No, it won't happen any time soon, but eventually convenience and good old fashioned "What, me wait?" American mentality will prevail.
Almost everyone has a credit card in their wallet with a NFC already, if anything, this should be more secure.
I'm surprised that Google decided to partner with Sprint to unveil this technology though, you would think Google would use one of the much larger bases of AT&T or Verizon.
Oh well, I guess I'll just have to be patient and wait like 78% of all wireless users.

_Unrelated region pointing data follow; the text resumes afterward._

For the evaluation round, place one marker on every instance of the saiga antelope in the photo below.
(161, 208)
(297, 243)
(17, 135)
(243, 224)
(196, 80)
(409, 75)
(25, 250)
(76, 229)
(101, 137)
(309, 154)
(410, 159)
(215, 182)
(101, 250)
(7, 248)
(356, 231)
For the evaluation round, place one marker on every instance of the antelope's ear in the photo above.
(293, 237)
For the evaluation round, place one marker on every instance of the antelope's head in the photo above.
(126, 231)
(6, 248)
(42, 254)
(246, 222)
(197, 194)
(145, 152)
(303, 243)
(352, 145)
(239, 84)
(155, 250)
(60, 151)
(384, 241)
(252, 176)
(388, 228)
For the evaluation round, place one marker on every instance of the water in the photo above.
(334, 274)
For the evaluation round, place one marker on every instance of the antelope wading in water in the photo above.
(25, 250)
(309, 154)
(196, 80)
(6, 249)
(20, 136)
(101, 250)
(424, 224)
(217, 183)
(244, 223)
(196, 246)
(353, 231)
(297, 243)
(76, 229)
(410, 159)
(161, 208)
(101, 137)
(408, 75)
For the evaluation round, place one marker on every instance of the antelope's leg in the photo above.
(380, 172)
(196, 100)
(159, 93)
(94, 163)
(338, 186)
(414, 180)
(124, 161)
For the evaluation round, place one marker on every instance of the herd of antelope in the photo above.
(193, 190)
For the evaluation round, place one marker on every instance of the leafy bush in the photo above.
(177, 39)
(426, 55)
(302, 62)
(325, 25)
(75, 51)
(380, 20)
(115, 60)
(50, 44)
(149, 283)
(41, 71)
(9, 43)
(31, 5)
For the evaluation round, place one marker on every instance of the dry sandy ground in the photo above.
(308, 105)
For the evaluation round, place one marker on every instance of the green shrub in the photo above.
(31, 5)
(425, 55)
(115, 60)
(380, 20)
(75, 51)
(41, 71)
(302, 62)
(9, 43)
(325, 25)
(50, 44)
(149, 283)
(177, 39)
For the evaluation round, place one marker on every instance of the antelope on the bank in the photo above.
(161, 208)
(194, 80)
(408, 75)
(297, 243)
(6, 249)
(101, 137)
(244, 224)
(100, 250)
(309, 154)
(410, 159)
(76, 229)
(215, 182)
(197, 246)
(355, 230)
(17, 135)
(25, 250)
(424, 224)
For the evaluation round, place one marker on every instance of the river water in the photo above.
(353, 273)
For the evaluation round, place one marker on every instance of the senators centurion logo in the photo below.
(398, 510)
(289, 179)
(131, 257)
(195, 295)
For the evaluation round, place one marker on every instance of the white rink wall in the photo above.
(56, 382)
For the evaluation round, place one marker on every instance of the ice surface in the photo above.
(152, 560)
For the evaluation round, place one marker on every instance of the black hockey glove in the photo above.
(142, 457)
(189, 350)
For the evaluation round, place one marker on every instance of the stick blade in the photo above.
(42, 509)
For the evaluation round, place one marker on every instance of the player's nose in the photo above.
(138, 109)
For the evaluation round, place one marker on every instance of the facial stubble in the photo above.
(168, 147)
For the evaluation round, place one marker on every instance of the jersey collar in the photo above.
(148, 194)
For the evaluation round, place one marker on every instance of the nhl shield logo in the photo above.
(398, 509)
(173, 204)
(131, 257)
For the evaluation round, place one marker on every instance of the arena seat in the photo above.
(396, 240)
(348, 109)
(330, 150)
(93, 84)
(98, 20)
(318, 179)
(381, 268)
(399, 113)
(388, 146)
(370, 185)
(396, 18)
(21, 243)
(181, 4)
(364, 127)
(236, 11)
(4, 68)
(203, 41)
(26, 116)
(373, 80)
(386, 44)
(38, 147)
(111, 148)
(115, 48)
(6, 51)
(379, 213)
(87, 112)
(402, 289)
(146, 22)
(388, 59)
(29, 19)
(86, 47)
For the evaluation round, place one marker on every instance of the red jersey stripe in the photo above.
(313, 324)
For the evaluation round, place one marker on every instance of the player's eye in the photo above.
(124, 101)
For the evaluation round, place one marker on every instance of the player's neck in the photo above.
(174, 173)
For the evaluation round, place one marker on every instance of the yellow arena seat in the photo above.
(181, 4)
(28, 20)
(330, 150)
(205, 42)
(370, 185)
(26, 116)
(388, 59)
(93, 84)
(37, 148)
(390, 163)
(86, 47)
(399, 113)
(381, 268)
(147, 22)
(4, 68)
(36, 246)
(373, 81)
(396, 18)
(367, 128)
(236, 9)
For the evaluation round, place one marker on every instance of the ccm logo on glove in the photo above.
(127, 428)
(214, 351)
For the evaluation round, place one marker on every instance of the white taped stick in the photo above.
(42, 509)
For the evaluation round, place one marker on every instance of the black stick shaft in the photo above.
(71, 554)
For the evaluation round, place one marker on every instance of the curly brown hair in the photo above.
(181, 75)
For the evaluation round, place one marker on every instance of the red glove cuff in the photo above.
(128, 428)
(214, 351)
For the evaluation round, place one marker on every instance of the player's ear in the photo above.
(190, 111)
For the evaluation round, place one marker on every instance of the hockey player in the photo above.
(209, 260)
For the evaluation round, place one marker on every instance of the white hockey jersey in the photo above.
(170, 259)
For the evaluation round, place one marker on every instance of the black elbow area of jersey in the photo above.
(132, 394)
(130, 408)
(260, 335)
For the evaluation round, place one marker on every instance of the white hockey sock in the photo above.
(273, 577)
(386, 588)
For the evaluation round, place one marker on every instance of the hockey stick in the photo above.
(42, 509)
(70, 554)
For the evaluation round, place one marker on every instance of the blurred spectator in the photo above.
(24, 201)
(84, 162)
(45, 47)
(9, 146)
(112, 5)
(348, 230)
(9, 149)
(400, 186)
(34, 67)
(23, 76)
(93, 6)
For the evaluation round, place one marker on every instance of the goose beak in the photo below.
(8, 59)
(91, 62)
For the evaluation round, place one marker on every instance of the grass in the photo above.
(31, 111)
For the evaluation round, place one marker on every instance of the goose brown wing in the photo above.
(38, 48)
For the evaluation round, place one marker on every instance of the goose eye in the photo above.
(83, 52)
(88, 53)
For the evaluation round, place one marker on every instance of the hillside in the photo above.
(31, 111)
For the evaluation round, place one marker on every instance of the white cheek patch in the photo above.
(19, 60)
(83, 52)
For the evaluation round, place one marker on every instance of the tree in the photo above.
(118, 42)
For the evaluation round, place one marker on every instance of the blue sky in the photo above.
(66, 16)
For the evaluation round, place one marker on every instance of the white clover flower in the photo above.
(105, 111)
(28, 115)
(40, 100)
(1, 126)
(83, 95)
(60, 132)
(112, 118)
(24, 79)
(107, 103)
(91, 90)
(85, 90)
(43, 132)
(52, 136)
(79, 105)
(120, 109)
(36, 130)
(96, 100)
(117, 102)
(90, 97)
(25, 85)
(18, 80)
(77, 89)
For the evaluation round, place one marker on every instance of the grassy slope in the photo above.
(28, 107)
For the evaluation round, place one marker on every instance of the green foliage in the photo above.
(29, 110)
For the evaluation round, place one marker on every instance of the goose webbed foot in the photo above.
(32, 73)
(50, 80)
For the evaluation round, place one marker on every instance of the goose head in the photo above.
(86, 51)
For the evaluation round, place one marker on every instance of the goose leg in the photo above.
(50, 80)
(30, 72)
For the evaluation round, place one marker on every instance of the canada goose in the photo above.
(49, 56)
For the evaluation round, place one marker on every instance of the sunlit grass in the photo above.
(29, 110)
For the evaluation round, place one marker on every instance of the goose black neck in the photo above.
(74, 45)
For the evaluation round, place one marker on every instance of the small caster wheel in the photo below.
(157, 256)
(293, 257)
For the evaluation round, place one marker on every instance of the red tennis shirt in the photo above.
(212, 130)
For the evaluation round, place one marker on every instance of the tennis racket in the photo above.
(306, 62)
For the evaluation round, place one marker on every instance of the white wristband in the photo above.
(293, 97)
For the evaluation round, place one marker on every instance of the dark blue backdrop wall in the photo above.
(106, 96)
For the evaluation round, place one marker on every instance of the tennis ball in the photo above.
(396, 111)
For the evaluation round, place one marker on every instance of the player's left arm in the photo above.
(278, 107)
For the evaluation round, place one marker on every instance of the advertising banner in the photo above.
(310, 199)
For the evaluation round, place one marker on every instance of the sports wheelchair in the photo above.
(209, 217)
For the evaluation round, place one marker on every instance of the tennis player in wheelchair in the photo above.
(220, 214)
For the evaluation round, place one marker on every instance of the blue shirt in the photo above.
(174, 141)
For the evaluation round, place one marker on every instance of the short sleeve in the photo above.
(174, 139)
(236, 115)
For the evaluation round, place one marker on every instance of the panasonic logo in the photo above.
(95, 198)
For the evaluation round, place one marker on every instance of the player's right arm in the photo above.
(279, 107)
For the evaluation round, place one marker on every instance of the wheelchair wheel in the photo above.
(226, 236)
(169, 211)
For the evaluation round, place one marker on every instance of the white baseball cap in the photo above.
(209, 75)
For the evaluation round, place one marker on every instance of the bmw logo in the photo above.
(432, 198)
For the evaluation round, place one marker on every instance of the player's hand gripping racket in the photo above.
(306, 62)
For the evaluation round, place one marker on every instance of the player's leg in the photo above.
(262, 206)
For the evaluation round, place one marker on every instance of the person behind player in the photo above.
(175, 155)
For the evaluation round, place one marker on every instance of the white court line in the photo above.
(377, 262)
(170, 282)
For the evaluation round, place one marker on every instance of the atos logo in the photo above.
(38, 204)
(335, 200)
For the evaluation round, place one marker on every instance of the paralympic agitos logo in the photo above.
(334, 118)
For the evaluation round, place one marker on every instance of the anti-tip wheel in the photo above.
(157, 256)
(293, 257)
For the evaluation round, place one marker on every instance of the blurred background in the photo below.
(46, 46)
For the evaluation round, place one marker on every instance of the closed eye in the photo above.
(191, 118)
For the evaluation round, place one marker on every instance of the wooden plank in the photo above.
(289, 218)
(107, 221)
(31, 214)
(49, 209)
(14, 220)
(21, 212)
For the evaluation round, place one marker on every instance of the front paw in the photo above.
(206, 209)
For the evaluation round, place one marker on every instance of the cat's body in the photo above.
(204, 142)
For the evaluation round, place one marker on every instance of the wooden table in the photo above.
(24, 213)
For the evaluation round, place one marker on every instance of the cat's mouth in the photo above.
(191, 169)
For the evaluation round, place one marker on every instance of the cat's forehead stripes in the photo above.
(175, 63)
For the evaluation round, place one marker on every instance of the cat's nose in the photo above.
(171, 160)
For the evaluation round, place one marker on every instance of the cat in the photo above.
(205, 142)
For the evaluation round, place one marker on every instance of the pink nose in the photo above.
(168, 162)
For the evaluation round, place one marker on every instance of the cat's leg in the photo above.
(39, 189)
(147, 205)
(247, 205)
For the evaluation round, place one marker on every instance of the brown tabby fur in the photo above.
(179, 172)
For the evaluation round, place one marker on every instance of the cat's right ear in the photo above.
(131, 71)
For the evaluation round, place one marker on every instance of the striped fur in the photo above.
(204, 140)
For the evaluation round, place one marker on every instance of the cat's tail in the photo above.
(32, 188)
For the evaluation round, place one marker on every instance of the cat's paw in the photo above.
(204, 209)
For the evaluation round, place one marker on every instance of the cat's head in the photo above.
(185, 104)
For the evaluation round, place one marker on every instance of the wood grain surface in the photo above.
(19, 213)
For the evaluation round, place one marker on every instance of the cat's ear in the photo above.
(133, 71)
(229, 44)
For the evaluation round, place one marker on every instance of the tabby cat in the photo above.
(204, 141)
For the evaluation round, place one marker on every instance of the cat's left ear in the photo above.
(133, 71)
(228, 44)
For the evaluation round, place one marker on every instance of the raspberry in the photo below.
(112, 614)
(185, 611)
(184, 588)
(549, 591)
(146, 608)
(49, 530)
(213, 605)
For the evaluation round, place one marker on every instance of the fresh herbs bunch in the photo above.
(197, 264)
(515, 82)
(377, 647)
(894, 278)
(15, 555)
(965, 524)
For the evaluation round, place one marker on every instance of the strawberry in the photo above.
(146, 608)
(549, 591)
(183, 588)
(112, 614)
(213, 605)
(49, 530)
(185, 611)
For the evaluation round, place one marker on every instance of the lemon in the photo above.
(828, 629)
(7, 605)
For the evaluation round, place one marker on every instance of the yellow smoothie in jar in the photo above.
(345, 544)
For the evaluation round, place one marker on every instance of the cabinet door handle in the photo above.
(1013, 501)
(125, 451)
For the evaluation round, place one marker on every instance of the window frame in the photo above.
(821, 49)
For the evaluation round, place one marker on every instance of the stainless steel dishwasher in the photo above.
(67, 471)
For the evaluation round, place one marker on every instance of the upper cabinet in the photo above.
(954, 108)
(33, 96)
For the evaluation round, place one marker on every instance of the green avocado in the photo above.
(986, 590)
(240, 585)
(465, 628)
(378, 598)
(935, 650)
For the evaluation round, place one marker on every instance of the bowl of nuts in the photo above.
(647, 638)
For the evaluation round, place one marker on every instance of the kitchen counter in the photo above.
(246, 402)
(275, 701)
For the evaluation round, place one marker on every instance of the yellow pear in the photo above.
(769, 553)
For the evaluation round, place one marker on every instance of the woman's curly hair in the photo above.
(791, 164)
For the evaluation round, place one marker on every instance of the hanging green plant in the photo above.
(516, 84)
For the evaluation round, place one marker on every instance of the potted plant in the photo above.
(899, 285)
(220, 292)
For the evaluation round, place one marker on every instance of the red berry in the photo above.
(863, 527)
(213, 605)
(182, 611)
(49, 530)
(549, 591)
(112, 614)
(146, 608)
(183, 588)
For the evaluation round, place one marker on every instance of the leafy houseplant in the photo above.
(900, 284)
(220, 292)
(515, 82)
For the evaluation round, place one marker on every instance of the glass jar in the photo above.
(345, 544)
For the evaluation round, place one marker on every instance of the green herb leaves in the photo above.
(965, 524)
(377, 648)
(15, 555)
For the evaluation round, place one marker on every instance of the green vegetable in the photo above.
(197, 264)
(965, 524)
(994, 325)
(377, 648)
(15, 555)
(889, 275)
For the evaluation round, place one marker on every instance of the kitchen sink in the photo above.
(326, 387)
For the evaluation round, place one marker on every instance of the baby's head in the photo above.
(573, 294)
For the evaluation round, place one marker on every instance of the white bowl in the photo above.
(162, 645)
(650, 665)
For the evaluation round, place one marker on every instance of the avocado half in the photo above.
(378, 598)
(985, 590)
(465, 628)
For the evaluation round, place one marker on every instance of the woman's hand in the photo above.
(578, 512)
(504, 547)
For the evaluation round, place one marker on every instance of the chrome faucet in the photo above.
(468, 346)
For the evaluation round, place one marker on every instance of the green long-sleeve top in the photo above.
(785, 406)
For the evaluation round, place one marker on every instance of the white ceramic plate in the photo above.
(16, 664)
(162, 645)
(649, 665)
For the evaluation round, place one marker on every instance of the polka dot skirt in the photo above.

This honestly scares me, because as these technologies get more and more advanced, they are getting better and better at breaking into them. I won't be the person to say BANKING ONLINE IS ASKING TO GET YOUR INFORMATION STOLEN, but I will say that the very essence of money is changing. Money used to be a paper that you could actually turn in and get silver, and possibly (I have to brush up on my money studies) gold equal to the amount on the bill. THAT is why money worked, because it HAD value. Now that we are off the silver standard, money is just paper that the government prints.. Not to be the naysayer, but if something major such as a nuclear war does happen, what good is all of this going to be? I think we are setting ourselves on a peak that is very VERY nice whilst we are on it, but has literally no value..
Another thing I've always wondered, if someone knows please let me know so I can look into it more, is there physical money to back up all the "money" out there with credit card dept and loans and such? I don't honestly think that there is enough money to back up all the dept we have, which means eventually that is going to catch up, if it isn't already.
from this the beast(666) Will emerge. this combined with the microchip implant will have us controlled.
The people of the world only divide into two kinds, One sort with brains who hold no religion, The other with religion and no brain.
- Abu-al-Ala al-Marri
The main thing I don't like about electronic payments is how they collect information about you to try to sell you things later on. A company as an entity simply wants my money in order to sustain itself. I saw a documentary once that compared corporations to sociopaths. The whole thing just makes me uncomfortable.
I'm not worried about identity theft. All these things are just numbers in a computer. A widely accepted social construct. Someone stealing your numbers doesn't change who you are.
But, being considered a number within an equation that is ultimately defined as "me" really clashes with what I actually am.